Martyn Reed, Managing Director of the UK’s largest energy assessor scheme, Elmhurst Energy, looks at energy efficiency legislation affecting landlords.
Since 1st April 2016, all domestic tenants have had the right to request consent for energy efficiency improvements. This applies to all privately rented domestic properties let under an assured tenancy and a regulated tenancy. This will be widened to cover an assured agricultural occupancy, protected tenancy and statutory tenancy.
Five Ways to Comply with Energy Efficiency Legislation
There are some exceptions. If the building is exempt from having an Energy Performance Certificate (EPC), then a landlord is not required to provide consent. Your tenant must also show that the measures could be installed with no upfront cost to the landlord.
In January 2017, the Government announced that the Green Deal Finance Company (GDFC) had been sold to Greenstone Finance and Aurium Capital Markets, and money was available to invest. Under the law, residential private landlords cannot unreasonably refuse consent to a tenant’s request for energy efficiency improvements if the various criteria are met. It’s imperative therefore that landlords are aware of their obligations and do not get caught out by these changes.
Coupled with this legislation, from 1st April 2018, the minimum EPC rating for private rental properties will be set at a band E. The regulations will initially only apply upon the granting of a new tenancy to a new tenant and a new tenancy to an existing tenant. However, from 1st April 2020, the regulations will apply to all privately rented property within scope, which are those that have an EPC or are required to have an EPC as per existing EPC legislation. While some exemptions apply (including where improvement measures would devalue the property by more than 5%, or where properties are unsuitable for wall insulation), there are penalties if regulations are not met, with fines up to a maximum of £5,000.
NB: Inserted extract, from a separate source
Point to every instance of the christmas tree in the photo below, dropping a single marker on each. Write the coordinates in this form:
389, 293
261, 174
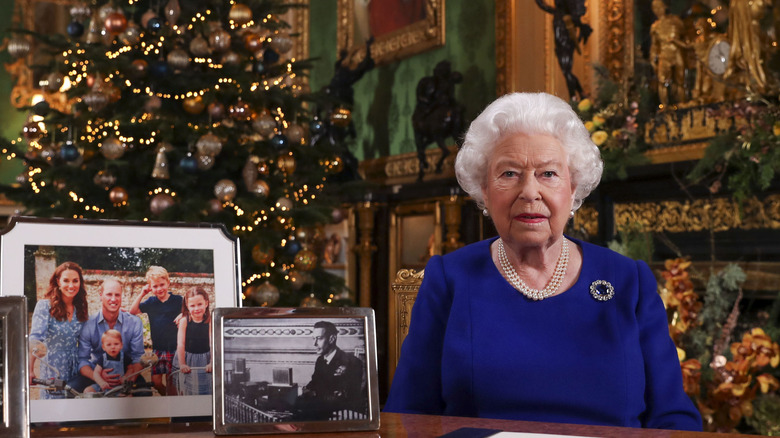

Green Deal financing has the potential to help landlords and letting agents requested by tenants to install energy efficiency improvements or, as of April 2018, landlords who own properties that fall below the new minimum energy efficiency (EPC) rating of E. The loans are more easily managed, as they are repaid as part of a customer’s energy bill, which will normally be reduced by the energy savings generated from the measure the loan has financed – a pay-as-you-save scheme. Furthermore, the loan remains with the property and is paid by the energy bill payer, ensuring the payments are made by the person who benefits from the energy saving.
Landlords and letting agents should not see the energy efficiency measures as punitive. Remember, energy efficiency measures do require some initial outlay, but will save your tenants money, make their home more comfortable and add to the value of your property in the long run. Think of them as an investment in your business.
Hints and tips
- Use an Elmhurst-accredited energy assessor to produce an EPC. It is recommended that you only rely on a recent EPC, as changes in the building, technology and fuel prices can all impact the EPC recommendations. You can find an energy assessor in your area via a search facility here: elmhurstenergy.co.uk.
- Register your interest for Green Deal financing at: http://gdfc.co.uk/
- Don’t get caught out by the Deregulation Act, as EPCs are central to this legislation too. As a landlord entering a short-term tenancy, you risk losing your right to issue an eviction notice under Section 21 if you have not complied with all your legal obligations, including the provision of an EPC.
- If your property does not reach energy efficiency rating band E, plan for energy saving measures, such as cavity wall, loft insulation, hot water, cylinder insulation or double-glazing. Your EPC will indicate options including estimates of cost, payback and the predicted improvement in your rating.
- Landlords with multiple properties may consider using energy efficiency software such as Elmhurst’s Streamline EPC, which can help you to calculate the effect of improvements over your portfolio of properties.